Aquele representante do sector privado a nível provincial explica que, no momento, as empresas estão a antecipar, estando a instalar as suas infra-estruturas em Palma à espera do anúncio que provavelmente ocorra dentro do ano.

 

“Daí que poderemos saber quais são as empresas da província de Cabo Delgado que têm capacidade de fazer serviços, e creio que nessa nova retoma teremos empresários da província e nacionais com capacidades de prestar serviços”, afirma Irache.

 

Ruanda assume papel filantrópico e coloca seus militares mais próximos da comunidade

A grandeza do poderio bélico de Ruanda é inquestionável quando interpretada a partir das suas bases distribuídas pelo distrito de Palma. São bases fortificadas, com construções de betão, o que justifica o maior clima de segurança e quase nenhuma tentativa de entrada, diferentemente de outros distritos, um contraste quando as mesmas condições são comparadas com a realidade das forças nacionais, distribuídas em bases precárias e actualmente a reclamarem melhores condições alimentares e falta de subsídios prometidos.

 

Esta comparação mostra quem tem maior financiamento, embora não esteja clara a proveniência oficial dos fundos que equipa as forças ruandesas. No entanto, para além de prestar apoio militar com bases sofisticadas em diferentes pontos de Palma, Ruanda assume no meio social um papel filantrópico, distribuindo comida, confecionada ou não, e envolvendo-se em trabalhos de assistência social com recurso a meios próprios.

 

De acordo com Celestino Txumale, líder comunitário de Pundanhar, no distrito de Palma, a maior aceitação das Forças Ruandesas não está apenas relacionada ao desempenho no Teatro Operacional Norte, mas a sensibilidade demonstrada à comunidade na assistência social.

 

Desde que as mais de 34 famílias retomaram às suas casas, nunca receberam qualquer apoio do Governo, mas já se beneficiaram de assistência alimentar providenciada pela força ruandesa.

 

“Há dificuldades aqui, em primeiro lugar há fome; acabámos de chegar e as pessoas não têm machambas, porque mesmo os que chegaram em Dezembro não conseguiram cultivar grandes machambas”, para mais adiante sublinhar que “eles (os ruandeses) convocam-nos muitas vezes para nos darem alguma comida. Estamos muito gratos por isso. Arroz, xima e papas de aveia. Não sei as quantidades, porque eles preparam-nas e quando uma família vai, distribuem pouco a pouco. São eles que cozinham e as pessoas encontram as coisas preparadas”, disse o líder comunitário.

 

Fora do seu papel solidário, sua entrada nos negócios é notada por aqueles que buscam emprego, afinal o figurino das empresas desde a suspensão das actividades não é o mesmo.
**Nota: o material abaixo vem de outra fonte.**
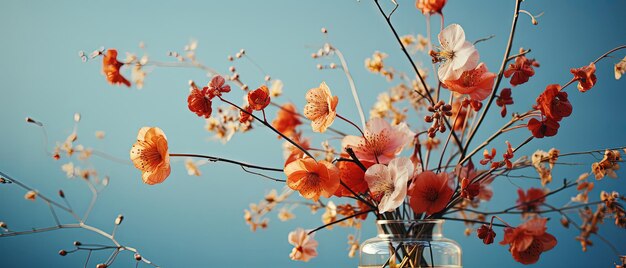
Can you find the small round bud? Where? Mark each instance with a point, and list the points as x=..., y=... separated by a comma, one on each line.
x=119, y=219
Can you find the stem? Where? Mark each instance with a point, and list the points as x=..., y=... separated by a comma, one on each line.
x=219, y=159
x=498, y=79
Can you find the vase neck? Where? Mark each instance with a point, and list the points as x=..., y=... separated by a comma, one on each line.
x=417, y=229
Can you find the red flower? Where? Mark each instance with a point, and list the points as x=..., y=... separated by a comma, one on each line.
x=586, y=76
x=199, y=101
x=528, y=241
x=429, y=192
x=531, y=200
x=521, y=69
x=545, y=128
x=259, y=98
x=553, y=103
x=216, y=87
x=430, y=6
x=353, y=176
x=111, y=68
x=504, y=99
x=486, y=233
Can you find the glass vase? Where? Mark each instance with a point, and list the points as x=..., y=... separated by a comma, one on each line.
x=412, y=243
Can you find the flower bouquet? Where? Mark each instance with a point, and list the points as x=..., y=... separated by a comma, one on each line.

José Santos, que trabalhou como um dos mestres das casas pré-fabricadas em Palma, ido de Maputo, retornou a Palma quando ouviu que as empresas tinham retomado os trabalhos de construção em Afungi, no entanto, para a sua surpresa, não são as empresas que eles esperavam que agora dominam os trabalhos.
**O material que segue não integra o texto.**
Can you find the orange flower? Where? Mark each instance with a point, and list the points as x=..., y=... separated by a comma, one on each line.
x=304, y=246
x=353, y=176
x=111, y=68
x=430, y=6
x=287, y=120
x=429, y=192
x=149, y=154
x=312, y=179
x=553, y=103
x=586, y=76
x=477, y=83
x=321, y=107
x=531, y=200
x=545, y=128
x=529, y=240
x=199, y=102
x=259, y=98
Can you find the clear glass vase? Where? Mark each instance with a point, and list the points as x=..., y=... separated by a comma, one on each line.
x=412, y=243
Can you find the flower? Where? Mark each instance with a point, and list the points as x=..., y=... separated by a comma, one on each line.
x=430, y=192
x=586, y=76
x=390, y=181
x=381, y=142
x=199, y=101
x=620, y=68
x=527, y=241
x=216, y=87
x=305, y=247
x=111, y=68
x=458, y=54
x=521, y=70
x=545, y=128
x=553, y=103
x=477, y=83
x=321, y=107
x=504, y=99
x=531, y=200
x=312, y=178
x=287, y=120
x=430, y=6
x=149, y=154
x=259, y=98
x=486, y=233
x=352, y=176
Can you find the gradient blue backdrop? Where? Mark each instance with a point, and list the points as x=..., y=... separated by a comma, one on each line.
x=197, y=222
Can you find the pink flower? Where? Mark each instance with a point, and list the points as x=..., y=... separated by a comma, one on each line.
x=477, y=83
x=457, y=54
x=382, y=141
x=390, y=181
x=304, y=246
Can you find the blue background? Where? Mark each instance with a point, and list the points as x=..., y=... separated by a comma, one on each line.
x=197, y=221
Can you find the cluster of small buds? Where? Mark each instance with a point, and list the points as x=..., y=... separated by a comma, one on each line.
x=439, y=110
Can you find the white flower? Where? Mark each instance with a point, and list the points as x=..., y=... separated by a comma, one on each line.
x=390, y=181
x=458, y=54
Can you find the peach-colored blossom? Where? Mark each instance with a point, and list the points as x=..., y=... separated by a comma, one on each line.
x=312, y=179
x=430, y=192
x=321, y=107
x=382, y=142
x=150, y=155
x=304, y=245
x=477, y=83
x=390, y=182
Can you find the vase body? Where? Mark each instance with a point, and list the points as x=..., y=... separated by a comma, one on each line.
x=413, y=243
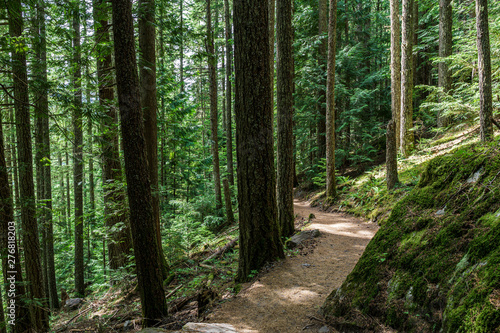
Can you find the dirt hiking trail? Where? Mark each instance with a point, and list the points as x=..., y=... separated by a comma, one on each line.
x=286, y=299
“Os nativos de Cabo Delgado estavam muito atrasados em relação às indústrias. Agora, temos umas escolas que estão a vir formar os locais para serem pedreiros, serralheiros, pintores, para pelo menos ganharem estes anos, que vem como mestre também agora”, anota, observando que essa tendência de contratação dos locais pode ser quebrada depois de uma evolução que abria espaço para maior convívio.

 

* Reportagem produzida no âmbito do Programa para Fortalecimento do Jornalismo Investigativo com enfoque na Transparência e boa Governação Económica – REAJIR.